De igual manera, y en relación al supuesto error en la valoración de la prueba, debe recordarse, ab initio, que el recurso de apelación constituye un mecanismo que posibilita un nuevo examen de la causa y el control por el Tribunal ad quem sobre la determinación de los Hechos Probados, y sobre la aplicación del derecho objetivo efectuadas en la primera instancia, manteniendo la doctrina que cuando la cuestión debatida en apelación es la valoración de la prueba llevada a cabo por el Juzgador de instancia en uso de las facultades que le confiere nuestro Ordenamiento Jurídico ( arts. 741 LECRIM., y art. 117.3 C.E.), y sobre la base de la actividad desarrollada en el juicio oral, la observancia de los principios de inmediación, contradicción y oralidad a que esa actividad se somete conducen a que, por lo general, deba reconocerse singular autoridad a la apreciación de las pruebas hecha por el Juez a cuya presencia se practicaron, porque es dicho Juzgador a quo quien goza del privilegio de intervenir en la práctica de la prueba y de valorar correctamente su resultado, apreciando personal y directamente las pruebas ya sean las de la instrucción, las anticipadas, las preconstituídas, o las del art. 730 de la Ley Procesal Penal, de lo que carece el Tribunal de apelación, el cual, obligado a revisar la prueba en segunda instancia, debe respetar -en principio-, el uso que se haya hecho en la instancia de la facultad de apreciar en conciencia las pruebas practicadas, siempre y cuando tal proceso valorativo se haya motivado y razonado adecuadamente en la sentencia ( SSTC 17/12/1985, 23/06/1986, 13/05/1987 y 2/07/1990).
Consecuencia de lo expuesto, sólo cabe revisar la apreciación probatoria hecha por el Juez de instancia: a).- cuando aquélla apreciación no dependa sustancialmente de la percepción directa o inmediación que el Juez tuvo con exclusividad, es decir, cuando no dependa de la credibilidad de los testimonios o declaraciones oídos solamente por el Juzgador; b).- cuando con carácter previo al proceso valorativo no exista prueba objetiva de cargo válidamente practicada, en cuyo caso se vulnera el principio de presunción de inocencia; c).- cuando un ponderado y detenido examen de las actuaciones ponga de relieve un manifiesto y claro error del Juzgador de instancia de tal magnitud -razonamiento absurdo, ilógico, irracional o arbitrario-, que haga necesaria, empleando criterios objetivos y no interpretaciones discutibles y subjetivas, una modificación de los hechos declarados probados en la sentencia ( STS 29/12/1993 y STC 1/03/1993).

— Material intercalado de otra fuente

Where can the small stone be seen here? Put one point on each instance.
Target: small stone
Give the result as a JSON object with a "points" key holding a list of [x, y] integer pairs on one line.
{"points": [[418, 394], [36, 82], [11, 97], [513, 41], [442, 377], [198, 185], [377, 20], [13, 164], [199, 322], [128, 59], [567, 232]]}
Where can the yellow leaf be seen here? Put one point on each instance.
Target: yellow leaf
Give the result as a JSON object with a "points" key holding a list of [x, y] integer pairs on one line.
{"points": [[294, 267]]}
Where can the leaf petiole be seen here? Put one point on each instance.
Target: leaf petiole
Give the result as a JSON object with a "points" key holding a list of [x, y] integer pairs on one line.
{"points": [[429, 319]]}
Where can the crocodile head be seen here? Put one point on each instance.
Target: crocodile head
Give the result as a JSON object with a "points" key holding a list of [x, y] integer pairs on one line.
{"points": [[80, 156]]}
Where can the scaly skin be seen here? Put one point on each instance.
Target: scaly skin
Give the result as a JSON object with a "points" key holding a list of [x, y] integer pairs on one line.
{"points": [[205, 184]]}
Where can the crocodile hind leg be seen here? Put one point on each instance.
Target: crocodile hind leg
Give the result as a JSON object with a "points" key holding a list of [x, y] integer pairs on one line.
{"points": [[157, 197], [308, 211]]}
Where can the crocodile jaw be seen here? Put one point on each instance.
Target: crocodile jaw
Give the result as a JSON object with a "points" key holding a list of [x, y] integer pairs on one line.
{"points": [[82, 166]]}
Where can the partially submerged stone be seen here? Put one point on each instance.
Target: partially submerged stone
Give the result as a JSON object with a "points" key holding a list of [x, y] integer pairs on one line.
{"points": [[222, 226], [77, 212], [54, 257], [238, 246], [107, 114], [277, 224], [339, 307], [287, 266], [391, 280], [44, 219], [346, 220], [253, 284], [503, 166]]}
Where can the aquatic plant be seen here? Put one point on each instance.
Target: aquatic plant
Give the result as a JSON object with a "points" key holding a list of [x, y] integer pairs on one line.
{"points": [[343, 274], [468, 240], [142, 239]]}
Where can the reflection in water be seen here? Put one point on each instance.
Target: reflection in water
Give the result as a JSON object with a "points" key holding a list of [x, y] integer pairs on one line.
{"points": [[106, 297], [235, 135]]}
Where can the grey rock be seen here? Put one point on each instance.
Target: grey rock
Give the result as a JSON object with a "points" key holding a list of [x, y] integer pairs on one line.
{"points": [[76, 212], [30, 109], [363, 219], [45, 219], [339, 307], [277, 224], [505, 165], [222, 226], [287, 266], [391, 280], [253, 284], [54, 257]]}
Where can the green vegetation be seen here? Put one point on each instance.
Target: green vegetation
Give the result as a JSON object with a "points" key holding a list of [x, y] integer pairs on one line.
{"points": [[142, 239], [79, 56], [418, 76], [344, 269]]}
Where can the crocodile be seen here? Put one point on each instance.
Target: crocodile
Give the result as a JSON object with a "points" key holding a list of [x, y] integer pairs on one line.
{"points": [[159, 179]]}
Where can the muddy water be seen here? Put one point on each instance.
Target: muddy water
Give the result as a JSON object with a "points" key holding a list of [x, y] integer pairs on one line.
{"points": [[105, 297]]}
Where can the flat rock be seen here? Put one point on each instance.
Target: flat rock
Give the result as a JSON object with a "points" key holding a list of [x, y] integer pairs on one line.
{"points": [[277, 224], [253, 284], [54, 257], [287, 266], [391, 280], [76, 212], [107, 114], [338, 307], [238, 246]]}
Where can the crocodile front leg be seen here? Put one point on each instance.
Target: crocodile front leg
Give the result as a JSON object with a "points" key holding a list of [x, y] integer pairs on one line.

Labor de rectificación esta que, además, como ya indicamos, será más difícil cuanto más dependa la valoración probatoria a examinar de la percepción directa que se tiene en la instancia, pero no imposible cuando las pruebas valoradas se hayan practicado sin observancia de los principios constitucionales o de legalidad ordinaria. Si la prueba ha respetado los principios de constitucionalidad y legalidad ordinaria y su interpretación no llega a conclusiones notoriamente ilógicas o incongruentes por contrarias a las evidencias de su resultado, el Tribunal ad quem no debe alterar las apreciaciones llevadas a cabo por el Juzgador a quo en la valoración de la misma.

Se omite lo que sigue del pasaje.